しかし、その友人たちとは歳を取るごとに疎遠になった。はっきりとした原因があるわけではなく、何かわだかまりが生じたわけでもなく、何となく連絡を取らなくなった友人がほとんどだ。たぶん、高校から大学へ、大学から就職へといった人生の節目で、お互いの環境が変わったことが大きな要因ではあったが、それだけではない。
確かに言えることは、友人たちと過ごした時間は私にとってかけがえのないものであったということだ。あの頃の光景は、今も私の中で燦然と輝いている。すべてが新鮮であった若い頃の体験は、私の中で強い光を纏っている。

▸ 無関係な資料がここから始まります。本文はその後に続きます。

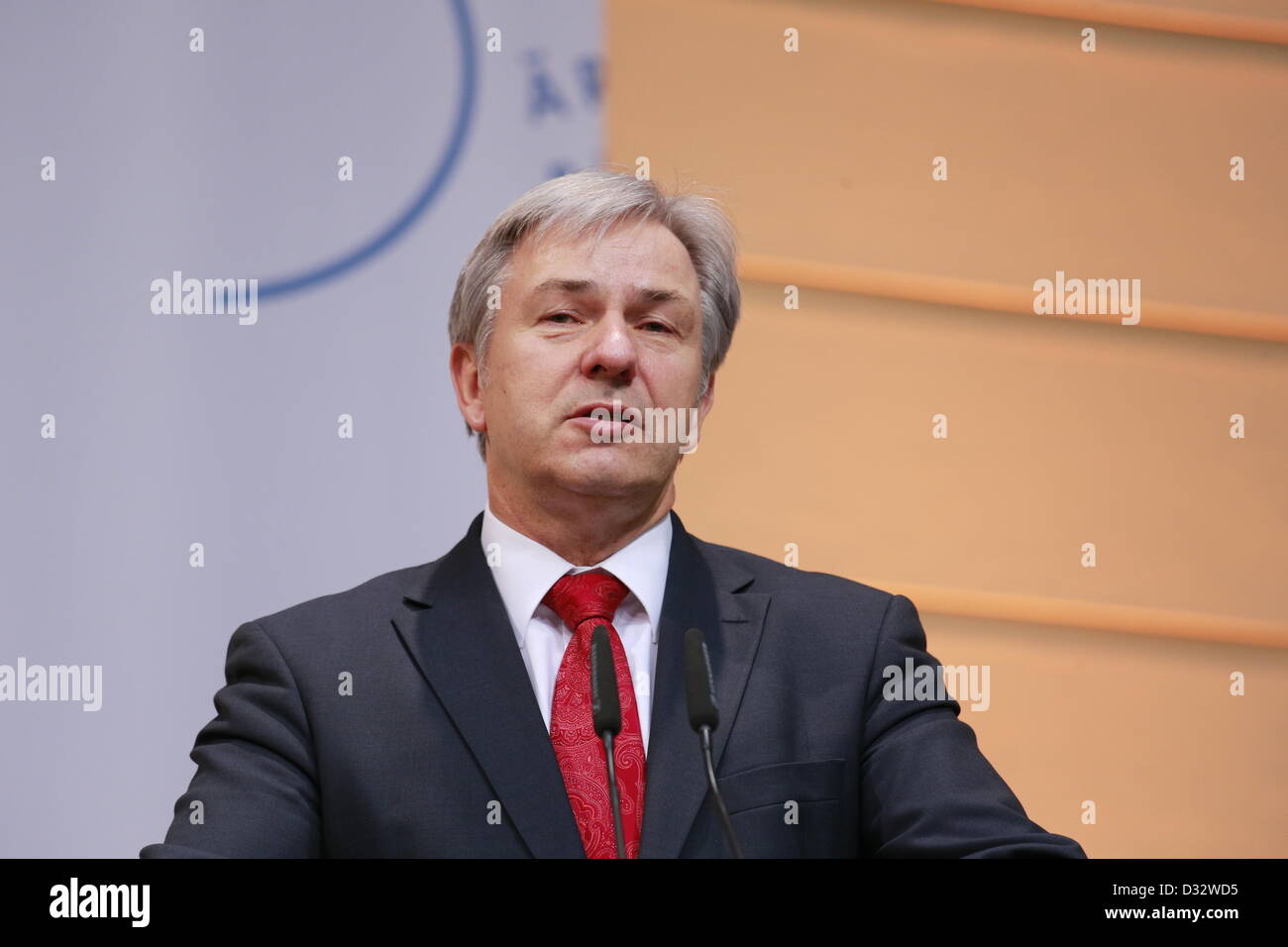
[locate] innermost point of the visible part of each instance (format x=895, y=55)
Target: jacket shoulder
x=352, y=608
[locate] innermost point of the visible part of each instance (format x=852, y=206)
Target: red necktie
x=584, y=600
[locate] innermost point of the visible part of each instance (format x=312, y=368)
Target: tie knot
x=585, y=595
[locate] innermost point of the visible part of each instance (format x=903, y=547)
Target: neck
x=579, y=528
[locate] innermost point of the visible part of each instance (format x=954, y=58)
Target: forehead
x=630, y=253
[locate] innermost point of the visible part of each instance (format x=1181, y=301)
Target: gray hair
x=591, y=202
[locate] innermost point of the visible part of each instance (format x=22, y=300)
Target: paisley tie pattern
x=584, y=600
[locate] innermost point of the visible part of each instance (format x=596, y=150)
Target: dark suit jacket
x=441, y=749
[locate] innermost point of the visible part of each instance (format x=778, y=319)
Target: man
x=443, y=709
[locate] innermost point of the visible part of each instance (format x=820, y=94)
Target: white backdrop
x=129, y=436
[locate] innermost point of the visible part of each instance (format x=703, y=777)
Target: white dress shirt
x=523, y=571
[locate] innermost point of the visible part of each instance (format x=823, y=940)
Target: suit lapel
x=699, y=592
x=459, y=634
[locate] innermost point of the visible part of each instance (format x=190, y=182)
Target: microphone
x=605, y=710
x=704, y=716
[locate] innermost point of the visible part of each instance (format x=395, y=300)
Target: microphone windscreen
x=605, y=706
x=698, y=686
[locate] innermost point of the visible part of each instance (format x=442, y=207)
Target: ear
x=465, y=380
x=707, y=399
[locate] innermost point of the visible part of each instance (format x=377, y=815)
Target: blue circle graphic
x=384, y=239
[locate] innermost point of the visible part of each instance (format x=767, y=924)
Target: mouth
x=584, y=411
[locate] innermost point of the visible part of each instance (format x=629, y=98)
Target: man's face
x=580, y=325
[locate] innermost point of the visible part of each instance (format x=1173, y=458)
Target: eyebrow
x=647, y=292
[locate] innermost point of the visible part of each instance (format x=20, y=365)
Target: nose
x=609, y=350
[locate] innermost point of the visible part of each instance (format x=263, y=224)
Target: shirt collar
x=524, y=570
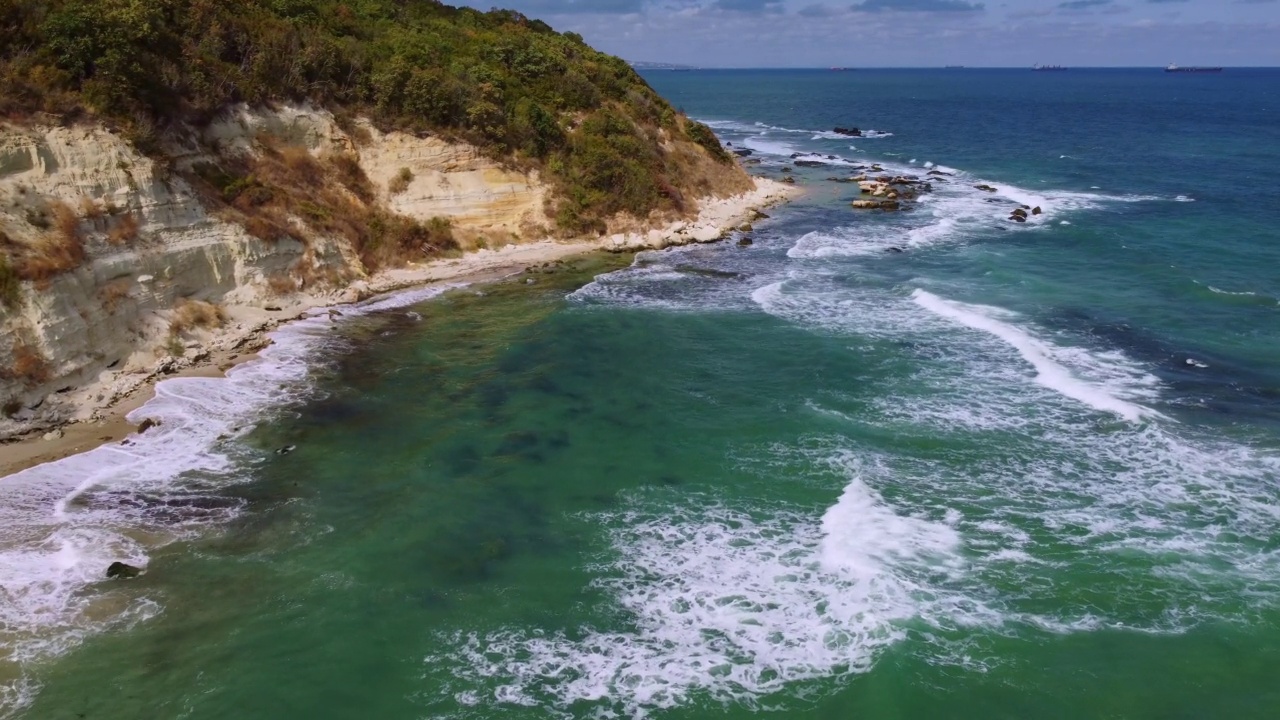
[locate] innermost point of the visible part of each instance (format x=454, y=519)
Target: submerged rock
x=123, y=570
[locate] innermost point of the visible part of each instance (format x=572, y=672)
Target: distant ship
x=1174, y=68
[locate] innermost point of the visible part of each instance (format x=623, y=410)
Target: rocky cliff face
x=151, y=247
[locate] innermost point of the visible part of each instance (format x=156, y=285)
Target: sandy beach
x=105, y=404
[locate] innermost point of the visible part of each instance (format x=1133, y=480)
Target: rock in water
x=123, y=570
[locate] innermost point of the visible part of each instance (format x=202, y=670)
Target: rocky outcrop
x=152, y=242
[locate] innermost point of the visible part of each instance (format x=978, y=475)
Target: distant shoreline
x=247, y=332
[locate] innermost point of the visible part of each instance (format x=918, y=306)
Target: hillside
x=169, y=165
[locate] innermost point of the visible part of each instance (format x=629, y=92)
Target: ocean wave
x=63, y=523
x=727, y=605
x=1045, y=359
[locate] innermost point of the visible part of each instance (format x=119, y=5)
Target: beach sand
x=247, y=328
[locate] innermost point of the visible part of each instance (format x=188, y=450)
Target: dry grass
x=91, y=210
x=126, y=229
x=282, y=283
x=28, y=365
x=10, y=285
x=287, y=192
x=192, y=314
x=113, y=294
x=67, y=223
x=400, y=183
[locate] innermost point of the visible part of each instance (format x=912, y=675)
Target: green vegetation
x=10, y=290
x=508, y=83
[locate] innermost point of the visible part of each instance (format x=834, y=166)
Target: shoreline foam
x=250, y=327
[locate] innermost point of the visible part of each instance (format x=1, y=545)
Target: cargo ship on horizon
x=1174, y=68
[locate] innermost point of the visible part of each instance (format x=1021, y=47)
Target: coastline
x=246, y=332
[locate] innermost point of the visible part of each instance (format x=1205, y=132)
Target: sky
x=897, y=33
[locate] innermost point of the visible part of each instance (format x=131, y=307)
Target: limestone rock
x=123, y=570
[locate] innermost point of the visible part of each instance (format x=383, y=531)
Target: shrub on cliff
x=10, y=287
x=499, y=80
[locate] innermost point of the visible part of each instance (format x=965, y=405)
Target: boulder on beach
x=123, y=570
x=876, y=204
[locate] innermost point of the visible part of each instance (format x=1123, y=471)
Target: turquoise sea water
x=1014, y=470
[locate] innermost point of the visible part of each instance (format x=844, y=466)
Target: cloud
x=576, y=7
x=817, y=12
x=749, y=5
x=917, y=7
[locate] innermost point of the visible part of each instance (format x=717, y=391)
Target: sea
x=915, y=464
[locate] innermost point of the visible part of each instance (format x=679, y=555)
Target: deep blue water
x=914, y=464
x=1138, y=270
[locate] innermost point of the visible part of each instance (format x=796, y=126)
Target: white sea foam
x=63, y=523
x=1037, y=352
x=728, y=604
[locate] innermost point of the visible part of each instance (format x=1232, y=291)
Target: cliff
x=174, y=174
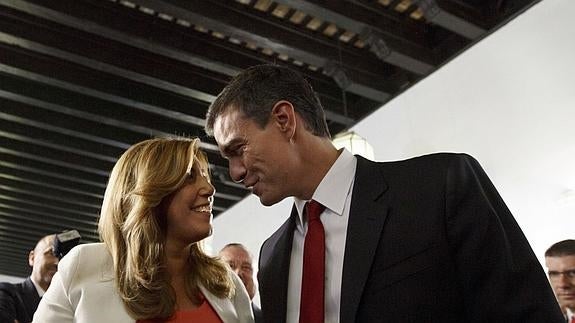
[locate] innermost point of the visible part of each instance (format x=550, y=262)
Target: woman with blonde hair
x=150, y=266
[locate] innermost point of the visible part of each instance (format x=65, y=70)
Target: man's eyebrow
x=229, y=146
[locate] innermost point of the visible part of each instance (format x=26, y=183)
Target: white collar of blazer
x=223, y=306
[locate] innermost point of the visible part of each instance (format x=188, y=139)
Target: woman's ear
x=284, y=118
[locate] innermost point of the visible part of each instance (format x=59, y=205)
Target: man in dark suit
x=423, y=240
x=240, y=261
x=560, y=262
x=18, y=302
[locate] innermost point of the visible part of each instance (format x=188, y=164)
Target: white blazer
x=83, y=291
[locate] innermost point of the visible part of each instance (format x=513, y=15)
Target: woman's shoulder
x=86, y=256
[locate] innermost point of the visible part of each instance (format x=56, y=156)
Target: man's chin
x=269, y=200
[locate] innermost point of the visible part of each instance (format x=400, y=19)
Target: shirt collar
x=334, y=188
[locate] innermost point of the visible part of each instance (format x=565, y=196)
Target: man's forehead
x=560, y=261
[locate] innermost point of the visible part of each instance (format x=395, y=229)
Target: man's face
x=241, y=263
x=561, y=270
x=258, y=158
x=44, y=263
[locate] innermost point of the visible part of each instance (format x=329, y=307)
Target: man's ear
x=283, y=116
x=31, y=258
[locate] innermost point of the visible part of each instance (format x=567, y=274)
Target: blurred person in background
x=151, y=266
x=241, y=261
x=18, y=302
x=560, y=262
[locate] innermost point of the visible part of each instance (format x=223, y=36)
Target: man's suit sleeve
x=499, y=273
x=7, y=303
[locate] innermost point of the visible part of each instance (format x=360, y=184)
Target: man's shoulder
x=440, y=157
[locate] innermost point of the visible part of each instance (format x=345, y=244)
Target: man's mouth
x=203, y=208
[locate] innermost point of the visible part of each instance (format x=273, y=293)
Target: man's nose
x=237, y=170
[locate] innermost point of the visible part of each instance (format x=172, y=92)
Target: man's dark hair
x=561, y=248
x=255, y=91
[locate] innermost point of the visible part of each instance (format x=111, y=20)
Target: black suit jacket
x=18, y=301
x=429, y=240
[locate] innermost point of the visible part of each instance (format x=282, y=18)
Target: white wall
x=509, y=101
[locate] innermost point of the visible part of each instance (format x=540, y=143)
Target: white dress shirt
x=334, y=192
x=39, y=289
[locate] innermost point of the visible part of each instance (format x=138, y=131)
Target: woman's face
x=189, y=212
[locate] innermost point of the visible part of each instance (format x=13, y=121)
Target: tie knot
x=313, y=210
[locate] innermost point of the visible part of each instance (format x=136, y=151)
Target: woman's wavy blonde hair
x=134, y=229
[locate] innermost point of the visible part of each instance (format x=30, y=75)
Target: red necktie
x=313, y=280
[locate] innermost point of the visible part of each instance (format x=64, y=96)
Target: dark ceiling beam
x=55, y=195
x=281, y=40
x=87, y=232
x=381, y=34
x=144, y=132
x=435, y=12
x=153, y=46
x=113, y=70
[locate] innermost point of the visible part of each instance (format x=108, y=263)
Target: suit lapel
x=274, y=271
x=368, y=212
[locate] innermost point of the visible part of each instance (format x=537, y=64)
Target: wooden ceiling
x=82, y=80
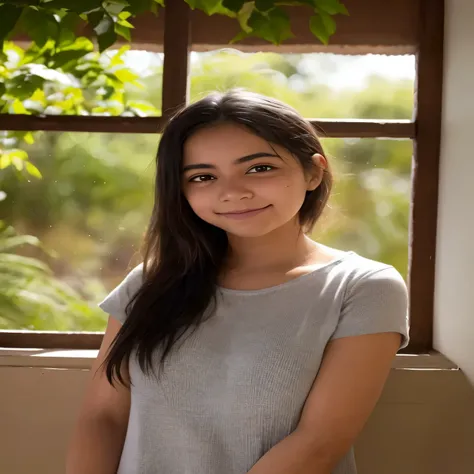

友人たちと連絡を取ってもよいかもしれないと思うときは稀にある。しかし、自分から連絡をするのは憚られるし、たとえ声をかけられても動かない自分がいるように思う。友たちに再び会って思い出話に花を咲かせれば、きっと楽しいだろうと思う。でも、そうしないのである。
人生という列車の窓から見える景色
以前に読んだ本に、なぜ若い頃には時間の進み方が遅く、歳を取るにつれて速く感じるようになるのかということが書かれていた。その理由は、歳を取るにつれて新鮮な体験というものが減ることに関係するということだった。つまり、新鮮な体験が多いから、若い頃のほうが時間の進みが遅く、かけがえのないものに感じるということらしい。
私は、若い頃ばかりが輝いていたように感じる人間にはなりたくない。歳を取ってからの時間がとても速く感じるような人間にはなりたくないと思っている。そんな私にとって、過去の思い出に浸ることは後ろ向きな姿勢である。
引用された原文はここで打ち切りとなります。